I need to get the name of the columns that have at least 1 NA.
df<-data.frame(a=1:3,b=c(NA,8,6), c=c('t',NA,7))
I need to get "b, c".
I found this code:
sapply(df, function(x) any(is.na(x)))
But I need only the variables that have any NA.
I tried this:
sapply(df, function(x) colnames(df[,any(is.na(x))]))
But I get all the column names.
Another acrobatic solution (just for fun) :
colnames(df)[!complete.cases(t(df))]
[1] "b" "c"
The idea is : Getting the columns of A that have at least 1 NA is equivalent to get the rows that have at least NA for t(A).
complete.cases by definition (very efficient since it is just a call to C function) gives the rows without any missing value.
You were very close. Your first try yields a boolean vector, which you can use to index the names of df:
contains_any_na = sapply(df, function(x) any(is.na(x)))
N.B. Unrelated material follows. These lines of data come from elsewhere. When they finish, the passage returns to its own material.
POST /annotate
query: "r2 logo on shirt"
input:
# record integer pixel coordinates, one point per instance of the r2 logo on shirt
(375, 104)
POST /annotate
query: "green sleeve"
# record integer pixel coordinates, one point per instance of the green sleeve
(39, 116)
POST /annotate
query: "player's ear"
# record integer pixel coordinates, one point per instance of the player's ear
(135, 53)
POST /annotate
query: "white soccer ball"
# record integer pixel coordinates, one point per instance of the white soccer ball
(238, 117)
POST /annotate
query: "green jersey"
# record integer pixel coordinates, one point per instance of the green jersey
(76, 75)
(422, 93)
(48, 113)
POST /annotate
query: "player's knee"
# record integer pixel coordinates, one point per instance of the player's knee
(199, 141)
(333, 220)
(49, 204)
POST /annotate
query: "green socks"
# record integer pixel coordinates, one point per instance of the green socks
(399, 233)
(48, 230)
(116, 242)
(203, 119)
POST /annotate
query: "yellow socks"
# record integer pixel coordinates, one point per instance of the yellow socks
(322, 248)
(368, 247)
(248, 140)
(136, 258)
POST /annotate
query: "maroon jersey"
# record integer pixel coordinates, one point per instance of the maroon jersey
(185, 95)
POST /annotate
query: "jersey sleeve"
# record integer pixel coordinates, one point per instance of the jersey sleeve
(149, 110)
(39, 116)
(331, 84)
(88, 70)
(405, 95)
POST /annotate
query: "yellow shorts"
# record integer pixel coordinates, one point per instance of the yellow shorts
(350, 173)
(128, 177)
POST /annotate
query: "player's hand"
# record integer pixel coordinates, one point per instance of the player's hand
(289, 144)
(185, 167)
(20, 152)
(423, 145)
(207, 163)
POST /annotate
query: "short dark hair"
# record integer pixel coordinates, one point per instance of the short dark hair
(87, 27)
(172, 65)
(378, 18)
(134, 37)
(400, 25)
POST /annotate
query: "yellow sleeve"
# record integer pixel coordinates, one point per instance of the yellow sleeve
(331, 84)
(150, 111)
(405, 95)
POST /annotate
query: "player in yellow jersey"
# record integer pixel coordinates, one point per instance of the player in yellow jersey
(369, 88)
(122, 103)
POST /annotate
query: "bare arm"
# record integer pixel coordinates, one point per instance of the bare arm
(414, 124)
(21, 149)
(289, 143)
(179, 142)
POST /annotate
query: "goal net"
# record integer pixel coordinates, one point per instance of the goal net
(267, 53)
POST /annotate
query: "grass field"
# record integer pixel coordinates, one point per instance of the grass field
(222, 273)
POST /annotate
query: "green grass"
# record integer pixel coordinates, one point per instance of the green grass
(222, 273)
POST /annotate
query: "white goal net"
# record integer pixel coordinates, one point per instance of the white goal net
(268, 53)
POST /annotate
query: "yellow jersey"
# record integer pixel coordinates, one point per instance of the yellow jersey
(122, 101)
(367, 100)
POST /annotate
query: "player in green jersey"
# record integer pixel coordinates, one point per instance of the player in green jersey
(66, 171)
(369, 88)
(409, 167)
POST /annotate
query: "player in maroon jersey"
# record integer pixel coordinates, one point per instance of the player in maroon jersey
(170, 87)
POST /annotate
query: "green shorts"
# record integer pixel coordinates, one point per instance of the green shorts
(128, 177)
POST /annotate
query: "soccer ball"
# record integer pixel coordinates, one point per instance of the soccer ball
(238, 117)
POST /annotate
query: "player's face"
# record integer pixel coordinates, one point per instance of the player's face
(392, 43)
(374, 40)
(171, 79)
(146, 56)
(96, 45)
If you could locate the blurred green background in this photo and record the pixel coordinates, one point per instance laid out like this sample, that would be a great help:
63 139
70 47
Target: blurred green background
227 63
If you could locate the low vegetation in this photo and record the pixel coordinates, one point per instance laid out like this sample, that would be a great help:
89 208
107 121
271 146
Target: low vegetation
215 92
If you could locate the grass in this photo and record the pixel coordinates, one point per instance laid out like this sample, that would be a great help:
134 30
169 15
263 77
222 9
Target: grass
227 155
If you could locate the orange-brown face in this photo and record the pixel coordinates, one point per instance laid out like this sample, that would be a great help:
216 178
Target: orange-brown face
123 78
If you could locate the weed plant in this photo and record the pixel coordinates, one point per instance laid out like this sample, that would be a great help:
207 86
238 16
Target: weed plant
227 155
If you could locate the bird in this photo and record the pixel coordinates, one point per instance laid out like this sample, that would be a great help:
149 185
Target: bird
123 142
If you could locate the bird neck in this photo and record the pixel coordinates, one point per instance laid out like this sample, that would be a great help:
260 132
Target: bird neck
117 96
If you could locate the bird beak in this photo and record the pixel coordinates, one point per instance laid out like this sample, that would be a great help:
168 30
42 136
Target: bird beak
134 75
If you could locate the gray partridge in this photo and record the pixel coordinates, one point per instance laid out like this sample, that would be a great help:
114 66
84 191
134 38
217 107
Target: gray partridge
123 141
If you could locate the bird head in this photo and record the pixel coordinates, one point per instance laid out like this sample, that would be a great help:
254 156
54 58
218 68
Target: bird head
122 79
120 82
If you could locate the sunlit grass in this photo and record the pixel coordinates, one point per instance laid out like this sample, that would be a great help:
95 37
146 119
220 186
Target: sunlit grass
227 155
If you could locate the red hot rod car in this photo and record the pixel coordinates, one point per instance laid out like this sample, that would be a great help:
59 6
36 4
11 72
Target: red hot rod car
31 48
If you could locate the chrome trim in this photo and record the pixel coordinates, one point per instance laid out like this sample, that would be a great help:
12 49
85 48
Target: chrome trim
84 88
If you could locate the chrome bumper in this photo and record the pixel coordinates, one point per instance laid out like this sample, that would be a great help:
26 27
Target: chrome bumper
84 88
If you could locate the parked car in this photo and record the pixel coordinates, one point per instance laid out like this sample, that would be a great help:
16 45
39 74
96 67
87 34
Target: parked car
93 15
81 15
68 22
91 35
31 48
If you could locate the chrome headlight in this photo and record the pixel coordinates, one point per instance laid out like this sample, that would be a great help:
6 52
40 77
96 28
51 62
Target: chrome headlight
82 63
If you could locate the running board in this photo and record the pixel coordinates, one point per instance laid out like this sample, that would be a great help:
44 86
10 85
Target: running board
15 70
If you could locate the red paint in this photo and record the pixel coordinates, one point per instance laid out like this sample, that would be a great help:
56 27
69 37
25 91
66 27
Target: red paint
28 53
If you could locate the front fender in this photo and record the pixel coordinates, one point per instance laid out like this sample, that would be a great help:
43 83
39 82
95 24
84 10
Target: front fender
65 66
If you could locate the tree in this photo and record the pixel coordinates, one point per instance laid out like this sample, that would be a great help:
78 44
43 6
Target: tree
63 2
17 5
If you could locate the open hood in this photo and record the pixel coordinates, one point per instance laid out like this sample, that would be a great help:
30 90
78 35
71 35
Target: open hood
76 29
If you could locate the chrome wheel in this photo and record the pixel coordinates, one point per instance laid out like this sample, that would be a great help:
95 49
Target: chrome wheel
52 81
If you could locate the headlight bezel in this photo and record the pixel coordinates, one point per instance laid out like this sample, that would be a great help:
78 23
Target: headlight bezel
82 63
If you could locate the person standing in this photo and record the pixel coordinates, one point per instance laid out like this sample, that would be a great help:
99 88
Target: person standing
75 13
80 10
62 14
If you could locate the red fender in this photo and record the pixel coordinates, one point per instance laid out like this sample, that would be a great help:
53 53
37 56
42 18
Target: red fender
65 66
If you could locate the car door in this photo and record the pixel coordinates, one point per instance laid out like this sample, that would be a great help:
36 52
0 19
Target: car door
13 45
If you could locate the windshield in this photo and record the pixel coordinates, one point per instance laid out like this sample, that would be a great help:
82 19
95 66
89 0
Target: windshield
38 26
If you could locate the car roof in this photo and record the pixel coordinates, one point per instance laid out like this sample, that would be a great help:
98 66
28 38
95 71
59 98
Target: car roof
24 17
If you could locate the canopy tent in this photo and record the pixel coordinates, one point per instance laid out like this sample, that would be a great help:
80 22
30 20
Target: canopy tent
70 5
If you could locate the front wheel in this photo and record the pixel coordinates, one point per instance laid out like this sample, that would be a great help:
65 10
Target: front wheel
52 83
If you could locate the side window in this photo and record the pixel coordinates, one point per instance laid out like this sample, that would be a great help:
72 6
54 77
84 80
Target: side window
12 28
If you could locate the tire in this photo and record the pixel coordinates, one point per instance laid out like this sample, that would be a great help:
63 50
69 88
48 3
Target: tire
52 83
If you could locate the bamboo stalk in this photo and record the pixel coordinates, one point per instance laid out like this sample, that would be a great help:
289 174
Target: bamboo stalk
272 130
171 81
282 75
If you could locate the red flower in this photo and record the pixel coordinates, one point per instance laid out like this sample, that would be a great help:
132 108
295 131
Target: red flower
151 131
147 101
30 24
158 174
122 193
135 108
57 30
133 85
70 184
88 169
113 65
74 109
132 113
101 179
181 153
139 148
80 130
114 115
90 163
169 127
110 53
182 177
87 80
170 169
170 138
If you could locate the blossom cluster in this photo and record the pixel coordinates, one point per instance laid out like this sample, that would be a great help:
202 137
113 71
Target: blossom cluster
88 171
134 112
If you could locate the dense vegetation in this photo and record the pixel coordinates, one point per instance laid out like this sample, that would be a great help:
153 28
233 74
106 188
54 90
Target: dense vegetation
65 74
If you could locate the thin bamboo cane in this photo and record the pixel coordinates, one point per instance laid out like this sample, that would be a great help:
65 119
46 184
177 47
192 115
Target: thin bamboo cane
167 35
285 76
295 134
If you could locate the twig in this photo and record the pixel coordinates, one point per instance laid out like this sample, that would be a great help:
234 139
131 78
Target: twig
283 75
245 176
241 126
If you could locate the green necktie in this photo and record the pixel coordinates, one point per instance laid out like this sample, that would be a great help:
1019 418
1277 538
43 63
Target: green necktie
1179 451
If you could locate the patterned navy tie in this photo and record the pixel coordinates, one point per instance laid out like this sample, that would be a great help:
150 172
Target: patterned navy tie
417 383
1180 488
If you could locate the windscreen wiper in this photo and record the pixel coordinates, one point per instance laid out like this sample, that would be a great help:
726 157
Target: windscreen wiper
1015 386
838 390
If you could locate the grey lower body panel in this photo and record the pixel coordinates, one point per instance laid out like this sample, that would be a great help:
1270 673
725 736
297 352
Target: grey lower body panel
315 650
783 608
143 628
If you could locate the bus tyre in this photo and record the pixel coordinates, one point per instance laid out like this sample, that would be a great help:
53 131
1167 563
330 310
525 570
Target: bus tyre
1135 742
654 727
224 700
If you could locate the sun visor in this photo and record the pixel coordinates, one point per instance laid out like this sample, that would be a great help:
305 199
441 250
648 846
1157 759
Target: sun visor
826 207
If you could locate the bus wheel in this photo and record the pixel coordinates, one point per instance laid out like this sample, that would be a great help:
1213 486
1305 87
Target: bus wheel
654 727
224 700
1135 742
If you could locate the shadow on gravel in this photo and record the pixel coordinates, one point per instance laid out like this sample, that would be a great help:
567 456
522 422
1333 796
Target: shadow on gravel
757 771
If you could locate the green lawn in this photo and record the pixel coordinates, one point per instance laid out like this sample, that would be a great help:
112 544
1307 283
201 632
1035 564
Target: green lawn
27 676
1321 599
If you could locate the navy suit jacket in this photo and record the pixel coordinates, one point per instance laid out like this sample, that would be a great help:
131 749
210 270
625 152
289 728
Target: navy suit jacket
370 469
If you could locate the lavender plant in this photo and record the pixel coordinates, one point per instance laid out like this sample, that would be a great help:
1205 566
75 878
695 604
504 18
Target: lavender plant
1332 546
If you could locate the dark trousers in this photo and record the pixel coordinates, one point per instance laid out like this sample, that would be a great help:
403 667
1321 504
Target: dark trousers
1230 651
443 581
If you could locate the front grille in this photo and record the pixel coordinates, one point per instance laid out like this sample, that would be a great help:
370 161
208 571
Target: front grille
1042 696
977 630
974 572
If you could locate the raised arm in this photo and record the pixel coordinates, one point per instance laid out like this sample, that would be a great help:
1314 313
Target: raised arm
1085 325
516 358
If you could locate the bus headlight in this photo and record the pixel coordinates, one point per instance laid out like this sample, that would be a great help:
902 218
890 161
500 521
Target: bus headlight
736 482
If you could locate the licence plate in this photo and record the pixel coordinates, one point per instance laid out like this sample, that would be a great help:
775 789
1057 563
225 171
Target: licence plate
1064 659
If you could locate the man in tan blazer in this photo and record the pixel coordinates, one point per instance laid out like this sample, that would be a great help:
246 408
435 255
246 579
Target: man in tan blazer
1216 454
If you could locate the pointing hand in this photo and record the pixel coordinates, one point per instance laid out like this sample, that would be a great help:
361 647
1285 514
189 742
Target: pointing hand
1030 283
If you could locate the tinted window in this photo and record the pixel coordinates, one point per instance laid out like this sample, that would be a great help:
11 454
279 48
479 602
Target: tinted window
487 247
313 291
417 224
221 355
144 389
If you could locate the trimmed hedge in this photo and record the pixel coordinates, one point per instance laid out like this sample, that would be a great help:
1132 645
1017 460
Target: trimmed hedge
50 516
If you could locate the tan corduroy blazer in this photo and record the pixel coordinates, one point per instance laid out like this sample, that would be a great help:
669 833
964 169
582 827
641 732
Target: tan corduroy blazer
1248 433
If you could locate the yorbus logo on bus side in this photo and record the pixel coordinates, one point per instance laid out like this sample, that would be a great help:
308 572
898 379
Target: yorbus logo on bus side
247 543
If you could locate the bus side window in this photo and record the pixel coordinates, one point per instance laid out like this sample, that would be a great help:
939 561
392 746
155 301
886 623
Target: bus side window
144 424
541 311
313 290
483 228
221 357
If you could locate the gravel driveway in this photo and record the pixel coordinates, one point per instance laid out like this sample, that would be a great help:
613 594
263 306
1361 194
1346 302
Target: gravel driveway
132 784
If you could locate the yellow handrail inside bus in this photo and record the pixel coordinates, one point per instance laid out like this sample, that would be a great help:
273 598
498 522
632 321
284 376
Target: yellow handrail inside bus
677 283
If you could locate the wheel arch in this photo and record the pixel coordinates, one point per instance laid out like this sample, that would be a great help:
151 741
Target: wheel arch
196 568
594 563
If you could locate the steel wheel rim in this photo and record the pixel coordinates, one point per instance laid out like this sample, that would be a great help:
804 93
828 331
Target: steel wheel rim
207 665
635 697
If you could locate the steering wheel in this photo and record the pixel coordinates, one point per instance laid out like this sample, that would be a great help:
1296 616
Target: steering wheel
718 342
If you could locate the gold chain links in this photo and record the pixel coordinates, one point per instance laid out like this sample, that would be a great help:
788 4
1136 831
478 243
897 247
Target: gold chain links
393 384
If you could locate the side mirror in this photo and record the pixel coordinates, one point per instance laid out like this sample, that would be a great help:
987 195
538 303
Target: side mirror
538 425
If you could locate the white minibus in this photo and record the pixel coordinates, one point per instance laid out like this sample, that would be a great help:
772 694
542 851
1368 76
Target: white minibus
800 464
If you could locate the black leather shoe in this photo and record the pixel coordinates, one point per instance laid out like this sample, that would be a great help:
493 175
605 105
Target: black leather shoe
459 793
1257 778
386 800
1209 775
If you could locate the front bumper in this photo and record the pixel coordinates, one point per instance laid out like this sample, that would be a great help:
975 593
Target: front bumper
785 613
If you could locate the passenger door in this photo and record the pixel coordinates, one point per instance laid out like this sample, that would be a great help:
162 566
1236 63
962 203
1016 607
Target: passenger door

names(df)[contains_any_na]
# [1] "b" "c"
Update Jan 14, 2017: As of R version 3.1.0, anyNA() can be used as an alternative to any(is.na(.)), and the above code can be simplified to
names(df)[sapply(df, anyNA)]
# [1] "b" "c"
names(df)[!!colSums(is.na(df))]
#[1] "b" "c"
colSums(is.na(df)) #gives you the number of missing value per each columns
#a b c
#0 1 1
By using !, we are creating a logical index
!colSums(is.na(df)) #here the value of `0` will be `TRUE` and all other values `>0` FALSE
# a b c
#TRUE FALSE FALSE
But, we need to select those columns that have atleast one NA, so ! negate again
!!colSums(is.na(df))
# a b c
#FALSE TRUE TRUE
and use this logical index to get the colnames that have at least one NA
set.seed(49)
df1 <- as.data.frame(matrix(sample(c(NA,1:200), 1e4*5000, replace=TRUE), ncol=5000))
library(microbenchmark)
f1 <- function() {contains_any_na = sapply(df1, function(x) any(is.na(x)))
names(df1)[contains_any_na]}
f2 <- function() {colnames(df1)[!complete.cases(t(df1))] }
f3 <- function() { names(df1)[!!colSums(is.na(df1))] }
microbenchmark(f1(), f2(), f3(), unit="relative")
#Unit: relative
#expr min lq median uq max neval
#f1() 1.000000 1.000000 1.000000 1.000000 1.000000 100
#f2() 8.921109 7.289053 6.852122 6.210826 4.889684 100
#f3() 3.248072 3.105798 2.984453 2.774513 2.599745 100
Maybe surprising sapply based solution is the winner here because as noted in @flodel comment below , the 2 others solutions created a matrix behind the scene (t(df) and is.na(df)) create matrix.
Try the data.table version:
library(data.table)
setDT(df)
names(df)[df[,sapply(.SD, function(x) any(is.na(x))),]]
[1] "b" "c"
Microbenchmarking using @akrun's code:
set.seed(49)
df1 <- as.data.frame(matrix(sample(c(NA,1:200), 1e4*5000, replace=TRUE), ncol=5000))
setDT(df1)
f1 <- function() {contains_any_na = sapply(df1, function(x) any(is.na(x)))
names(df1)[contains_any_na]}
f2 <- function() {colnames(df1)[!complete.cases(t(df1))] }
f3 <- function() { names(df1)[!!colSums(is.na(df1))] }
f4 <- function() { names(df1)[df1[,sapply(.SD, function(x) any(is.na(x))),]] }
microbenchmark(f1(), f2(), f3(), f4(), unit="relative")
# Unit: relative
# expr min lq median uq max neval
# f1() 1.000000 1.000000 1.000000 1.000000 1.000000 100
# f2() 10.459124 10.928821 10.955986 9.858967 7.069066 100
# f3() 3.323144 3.805183 4.159624 3.775549 2.797329 100
# f4() 10.108998 10.242207 10.121022 9.117067 6.576976 100
@agstudy : This solution is similar in speed to colnames(df1)[!complete.cases(t(df1))].
A simple one liner for this is :
colnames(df[,sapply(df, function(x) any(is.na(x)))])
Explanation:
sapply(df, function(x) any(is.na(x)))
returns True/False for columns with atleast 1 NA. df[,sapply(df, function(x) any(is.na(x)))] gets the subset of dataframe that has all its columns with atleast 1 NA. And colnames gives the names of those columns.